Despite the recent prominence of mental health as an issue, its consideration by CoAG, the Reform Commission and repeated investigations by the Senate and others, it is still reasonable to suggest that Australia remains in crisis.
Unless the Federal Government decides to pursue fundamental reform arising from the Commission’s recommendations, then some tinkering of responsibilities between the Federal and State Governments is the likely minimalist outcome of current deliberations. It is ironic that is the precisely the community-based mental health services that are most critically needed that fall right into the grey area of responsibilities now. There is some evidence that some state governments may be withdrawing from this field in anticipation of a Federal takeover.
Perhaps the real allure of a concept like Medicare Select is that it could end the often tragically disconnected series of services that passes for our mental health ‘system’. The programs which work in health offer integrated care. Financial planning services offered to parents in children’s hospitals, employment officers working in psychiatric wards of a Melbourne hospital. These are exceptional glimpses into a system of care that attempts to manage a whole person, rather than just a limb or a symptom.
I am quite sure that mental health consumers and carers don’t care a jot for who holds the money or which level of government runs which type of service. The current debate about health reform needs to be about more than this. In mental health it needs to be about establishing evidence-based sustainable models of community care in which health, employment, education and other services each play a role.
For mental health in Australia, ‘plus ca change’ just isn’t an option. And if Medicare Select can drive reform then it deserves support.”
• For more Croakey posts on Medicare Select, see here, here, here, here, and here, as well as this Crikey piece by John Menadue.

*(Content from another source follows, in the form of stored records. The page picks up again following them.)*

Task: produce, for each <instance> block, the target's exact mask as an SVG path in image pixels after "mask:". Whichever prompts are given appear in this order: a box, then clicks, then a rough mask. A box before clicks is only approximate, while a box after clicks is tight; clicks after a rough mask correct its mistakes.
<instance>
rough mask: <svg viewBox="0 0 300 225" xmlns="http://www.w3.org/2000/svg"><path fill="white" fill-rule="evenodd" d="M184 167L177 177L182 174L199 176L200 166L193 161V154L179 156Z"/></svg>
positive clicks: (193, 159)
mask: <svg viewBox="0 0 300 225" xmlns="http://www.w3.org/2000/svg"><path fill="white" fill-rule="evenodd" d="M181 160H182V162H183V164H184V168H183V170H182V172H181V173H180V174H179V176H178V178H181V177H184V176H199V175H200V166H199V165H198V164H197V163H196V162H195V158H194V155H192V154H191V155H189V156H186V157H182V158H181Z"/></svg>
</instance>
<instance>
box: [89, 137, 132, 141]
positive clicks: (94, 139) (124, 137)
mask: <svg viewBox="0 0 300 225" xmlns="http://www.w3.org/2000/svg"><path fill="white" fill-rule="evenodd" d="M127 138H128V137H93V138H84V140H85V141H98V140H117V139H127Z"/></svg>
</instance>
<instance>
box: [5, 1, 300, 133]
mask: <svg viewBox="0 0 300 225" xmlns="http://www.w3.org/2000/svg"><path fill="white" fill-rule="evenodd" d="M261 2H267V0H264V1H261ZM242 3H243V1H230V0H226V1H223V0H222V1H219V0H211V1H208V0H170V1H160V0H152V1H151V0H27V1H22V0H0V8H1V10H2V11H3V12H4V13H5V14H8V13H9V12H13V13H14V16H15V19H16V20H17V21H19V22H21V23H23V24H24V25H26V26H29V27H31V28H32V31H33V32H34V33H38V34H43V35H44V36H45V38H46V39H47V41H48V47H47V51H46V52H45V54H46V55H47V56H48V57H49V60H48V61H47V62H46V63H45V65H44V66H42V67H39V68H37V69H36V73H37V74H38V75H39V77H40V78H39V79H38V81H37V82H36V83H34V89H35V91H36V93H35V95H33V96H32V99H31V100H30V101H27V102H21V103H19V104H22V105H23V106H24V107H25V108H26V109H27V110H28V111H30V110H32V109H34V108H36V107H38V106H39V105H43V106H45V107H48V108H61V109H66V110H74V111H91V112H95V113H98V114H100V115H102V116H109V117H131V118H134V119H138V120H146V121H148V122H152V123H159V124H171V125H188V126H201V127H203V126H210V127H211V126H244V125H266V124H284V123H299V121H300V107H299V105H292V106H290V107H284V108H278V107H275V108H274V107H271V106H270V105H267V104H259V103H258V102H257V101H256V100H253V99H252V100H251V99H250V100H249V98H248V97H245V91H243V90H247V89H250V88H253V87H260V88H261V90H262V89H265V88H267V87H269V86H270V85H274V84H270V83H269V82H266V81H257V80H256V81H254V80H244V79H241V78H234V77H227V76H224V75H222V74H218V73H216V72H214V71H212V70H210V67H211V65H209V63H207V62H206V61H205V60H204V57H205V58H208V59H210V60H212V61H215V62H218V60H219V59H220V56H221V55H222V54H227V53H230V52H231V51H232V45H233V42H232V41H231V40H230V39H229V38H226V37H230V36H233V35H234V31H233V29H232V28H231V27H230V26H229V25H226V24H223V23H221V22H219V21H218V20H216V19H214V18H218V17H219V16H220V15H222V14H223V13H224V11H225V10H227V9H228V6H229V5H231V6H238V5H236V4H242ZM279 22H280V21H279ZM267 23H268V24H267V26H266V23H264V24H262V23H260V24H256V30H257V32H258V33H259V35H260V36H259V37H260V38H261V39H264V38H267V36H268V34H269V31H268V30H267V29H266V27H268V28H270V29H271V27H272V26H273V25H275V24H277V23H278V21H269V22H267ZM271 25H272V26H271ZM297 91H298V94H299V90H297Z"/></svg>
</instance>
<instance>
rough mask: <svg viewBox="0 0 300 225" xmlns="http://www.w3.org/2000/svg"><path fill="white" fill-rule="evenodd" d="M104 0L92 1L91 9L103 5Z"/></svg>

Medicare Select seems to be a whipping post [Allman Brothers reference here: “solid framework of a song that lends itself to thousands of possibilities in terms of solo expansion. .” ]

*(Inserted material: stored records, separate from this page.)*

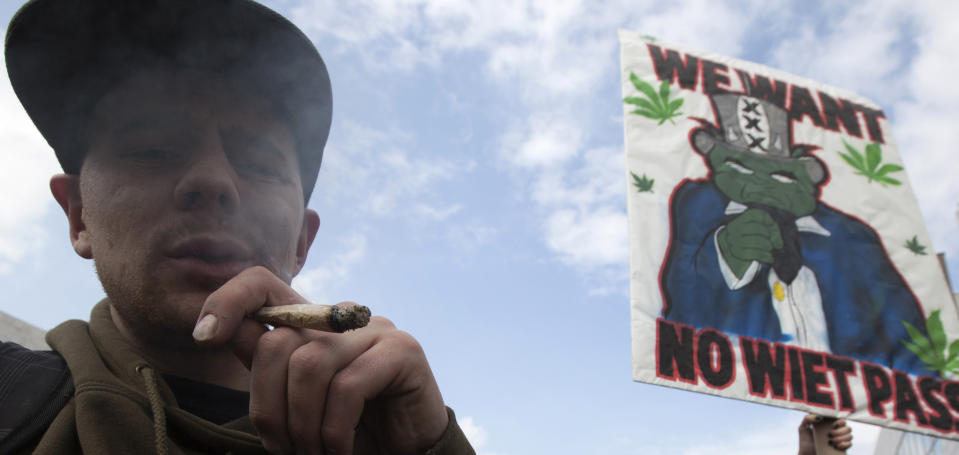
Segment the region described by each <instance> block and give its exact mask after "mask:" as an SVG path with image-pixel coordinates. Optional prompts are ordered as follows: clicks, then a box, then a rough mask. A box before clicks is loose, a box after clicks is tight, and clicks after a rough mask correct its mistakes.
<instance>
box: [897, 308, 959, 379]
mask: <svg viewBox="0 0 959 455" xmlns="http://www.w3.org/2000/svg"><path fill="white" fill-rule="evenodd" d="M901 322H902V325H904V326H905V327H906V331H907V332H909V338H910V339H911V341H906V340H903V341H902V343H903V344H904V345H906V348H907V349H909V350H910V351H912V352H913V353H914V354H916V356H918V357H919V360H922V363H925V364H926V369H927V370H930V371H935V372H937V373H939V374H940V375H941V376H944V375H945V373H947V372H949V373H957V372H959V371H957V370H959V340H954V341H953V342H952V343H950V344H949V346H948V350H947V347H946V343H947V339H946V331H945V329H944V328H943V326H942V319H940V318H939V310H936V311H933V312H932V314H930V315H929V319H927V320H926V332H927V333H928V334H929V336H926V335H923V334H922V332H920V331H919V329H917V328H915V327H914V326H913V325H912V324H910V323H908V322H906V321H901Z"/></svg>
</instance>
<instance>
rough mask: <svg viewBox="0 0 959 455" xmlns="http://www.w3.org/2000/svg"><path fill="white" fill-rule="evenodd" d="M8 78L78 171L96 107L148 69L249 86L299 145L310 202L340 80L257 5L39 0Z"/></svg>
mask: <svg viewBox="0 0 959 455" xmlns="http://www.w3.org/2000/svg"><path fill="white" fill-rule="evenodd" d="M5 47H6V50H5V53H6V60H7V72H8V73H9V75H10V82H11V83H12V84H13V89H14V91H15V92H16V94H17V97H18V98H20V102H21V103H22V104H23V106H24V108H25V109H26V111H27V114H29V115H30V118H31V119H32V120H33V123H34V124H35V125H36V126H37V129H38V130H40V133H41V134H42V135H43V137H44V138H45V139H46V140H47V143H48V144H50V146H51V147H52V148H53V150H54V151H55V152H56V155H57V159H58V160H59V161H60V166H61V167H63V170H64V172H67V173H70V174H77V173H79V172H80V166H81V164H82V163H83V153H84V152H85V145H84V135H83V128H85V126H86V122H87V117H88V116H89V115H90V113H91V111H92V109H93V107H94V105H95V104H96V102H97V101H98V100H99V99H100V98H102V97H103V95H105V94H106V93H107V92H108V91H109V90H110V89H111V88H112V87H114V86H116V84H118V83H119V82H121V81H123V80H124V79H126V78H127V77H129V76H130V75H132V73H133V72H134V71H136V70H138V69H140V68H142V67H144V66H152V65H157V64H171V65H174V66H177V67H186V68H194V69H202V70H209V71H213V72H216V73H219V74H223V75H226V76H228V77H231V78H236V79H238V80H241V81H243V82H246V83H247V84H249V85H250V86H252V87H253V88H254V89H256V90H257V91H258V92H259V94H260V95H262V96H264V97H266V98H267V99H269V100H270V101H271V102H272V103H273V105H274V107H275V108H276V110H277V112H278V114H279V115H280V116H281V118H282V120H284V121H285V122H286V124H287V126H288V127H289V128H290V131H291V132H292V133H293V137H294V139H295V140H296V148H297V154H298V155H299V161H300V179H301V181H302V183H303V195H304V199H305V200H308V199H309V197H310V194H311V193H312V192H313V186H314V184H315V183H316V177H317V173H318V172H319V169H320V161H321V160H322V157H323V147H324V145H325V144H326V139H327V137H328V136H329V131H330V120H331V116H332V93H331V88H330V78H329V74H328V73H327V70H326V65H324V63H323V60H322V58H320V54H319V53H318V52H317V50H316V48H315V47H314V46H313V43H312V42H311V41H310V40H309V38H307V37H306V35H304V34H303V32H302V31H300V30H299V29H298V28H297V27H296V26H295V25H293V24H292V23H291V22H290V21H288V20H287V19H285V18H284V17H283V16H281V15H279V14H278V13H276V12H274V11H273V10H270V9H269V8H267V7H265V6H263V5H261V4H259V3H256V2H253V1H250V0H202V1H197V0H30V1H28V2H27V3H26V4H25V5H23V7H21V8H20V10H19V11H17V13H16V15H14V17H13V19H12V20H11V21H10V26H9V27H8V29H7V37H6V45H5Z"/></svg>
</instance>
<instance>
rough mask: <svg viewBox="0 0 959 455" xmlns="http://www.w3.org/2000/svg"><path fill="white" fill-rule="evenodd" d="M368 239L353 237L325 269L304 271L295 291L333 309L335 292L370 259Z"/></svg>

I don’t remember Medicare Selects originators suggesting it would solve all system or personal ills. Some supporters have picked up on the issue of consumer “choice” between competing funds, but to me that seems a small part of any attractions it might have.
Detractors of Medicare Select appear to prefer a straw insurance fund and criticise the building of a two tiered system when the central aim of MS is to abolish the current two or three tiered system and for MS to be a universal insurance – an improvement on what we have.

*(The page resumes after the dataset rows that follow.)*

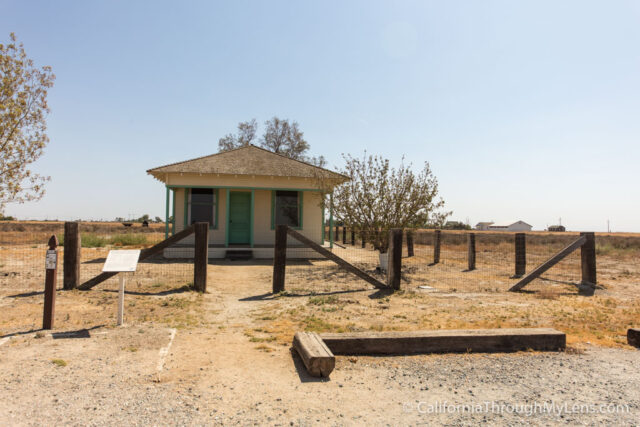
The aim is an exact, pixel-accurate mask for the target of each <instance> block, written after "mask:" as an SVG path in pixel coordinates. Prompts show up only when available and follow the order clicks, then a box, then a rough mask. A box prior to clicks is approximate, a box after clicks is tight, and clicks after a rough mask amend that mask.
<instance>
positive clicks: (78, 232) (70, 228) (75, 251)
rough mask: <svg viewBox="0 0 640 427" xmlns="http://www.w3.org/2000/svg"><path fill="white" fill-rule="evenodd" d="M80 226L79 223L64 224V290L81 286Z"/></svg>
mask: <svg viewBox="0 0 640 427" xmlns="http://www.w3.org/2000/svg"><path fill="white" fill-rule="evenodd" d="M79 228H80V227H79V224H78V223H77V222H65V223H64V257H63V265H62V270H63V281H62V288H63V289H64V290H71V289H75V288H76V287H77V286H78V285H80V251H81V248H82V244H81V241H80V232H79Z"/></svg>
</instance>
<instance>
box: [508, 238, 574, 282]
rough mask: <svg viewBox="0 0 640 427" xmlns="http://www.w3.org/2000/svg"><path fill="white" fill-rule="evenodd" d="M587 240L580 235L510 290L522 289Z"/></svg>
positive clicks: (568, 254) (525, 276)
mask: <svg viewBox="0 0 640 427" xmlns="http://www.w3.org/2000/svg"><path fill="white" fill-rule="evenodd" d="M586 241H587V238H586V237H585V236H580V237H579V238H578V239H577V240H576V241H575V242H573V243H571V244H570V245H569V246H567V247H566V248H564V249H563V250H561V251H560V252H558V253H557V254H555V255H554V256H552V257H551V258H549V259H548V260H547V261H545V262H544V263H542V264H541V265H540V266H538V267H537V268H536V269H535V270H533V271H532V272H531V273H529V274H527V275H526V276H524V277H523V278H522V279H521V280H520V281H519V282H518V283H516V284H515V285H513V286H512V287H511V289H509V291H510V292H516V291H519V290H520V289H522V288H524V287H525V286H526V285H527V284H528V283H530V282H531V281H533V280H534V279H536V278H538V277H540V275H542V273H544V272H545V271H547V270H548V269H550V268H551V267H553V266H554V265H556V264H557V263H559V262H560V261H562V260H563V259H564V258H565V257H566V256H567V255H569V254H570V253H571V252H573V251H575V250H576V249H578V248H579V247H580V246H582V245H583V244H584V242H586Z"/></svg>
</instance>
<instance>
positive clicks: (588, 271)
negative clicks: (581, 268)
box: [580, 233, 597, 286]
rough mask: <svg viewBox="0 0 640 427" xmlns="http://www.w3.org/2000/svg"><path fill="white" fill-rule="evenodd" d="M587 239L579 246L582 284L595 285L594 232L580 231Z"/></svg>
mask: <svg viewBox="0 0 640 427" xmlns="http://www.w3.org/2000/svg"><path fill="white" fill-rule="evenodd" d="M580 235H581V236H585V237H586V238H587V240H586V241H585V242H584V244H583V245H582V246H581V247H580V259H581V264H582V284H583V285H591V286H595V285H596V283H597V281H596V236H595V233H580Z"/></svg>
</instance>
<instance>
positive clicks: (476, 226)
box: [476, 221, 493, 231]
mask: <svg viewBox="0 0 640 427" xmlns="http://www.w3.org/2000/svg"><path fill="white" fill-rule="evenodd" d="M491 224H493V222H491V221H489V222H479V223H477V224H476V230H481V231H487V230H488V229H489V226H490V225H491Z"/></svg>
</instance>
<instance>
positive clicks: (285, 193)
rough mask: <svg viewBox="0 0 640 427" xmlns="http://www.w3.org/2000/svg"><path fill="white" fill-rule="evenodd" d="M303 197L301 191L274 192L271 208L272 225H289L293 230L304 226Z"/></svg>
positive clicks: (271, 221)
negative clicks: (302, 209) (302, 214)
mask: <svg viewBox="0 0 640 427" xmlns="http://www.w3.org/2000/svg"><path fill="white" fill-rule="evenodd" d="M301 202H302V197H301V193H300V192H299V191H282V190H277V191H274V192H273V196H272V206H271V209H272V210H271V225H272V228H274V227H275V226H276V225H288V226H289V227H293V228H300V227H301V226H302V206H301V205H302V203H301Z"/></svg>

Whatever Medicare Select could be, and so far it’s only an idea in the raw, it certainly won’t be able to solve cross system problems.
The post above hits the nail on the head when it says:
“In mental health it needs to be about establishing evidence-based sustainable models of community care in which health, employment, education and other services each play a role.”
Mental Health has struggled for years to get more than grudging acceptance in mainstream health services. There is a danger that with the increased acceptance in the acute sector that all aspects of psychiatric illness will be medicalised.
Sure we could do with more medical attention to the alarming state of physical health of those with chronic and severs psychiatric illness before they die or end up with multiple physical disabilities, from diabeties, COPD, heart problems, Abdominal obesity Metabolic Syndrome (Hypertriglyceridemia, Low HDL, High blood pressure, High fasting blood glucose ) in addition to mental illness.
But the big effort is needed in the areas that are not normally within the heart of any health spending: In housing, education, employment, self management, acceptance and inclusion, not to forget carer support.
No insurance or health payments system will ever provide for all of the above.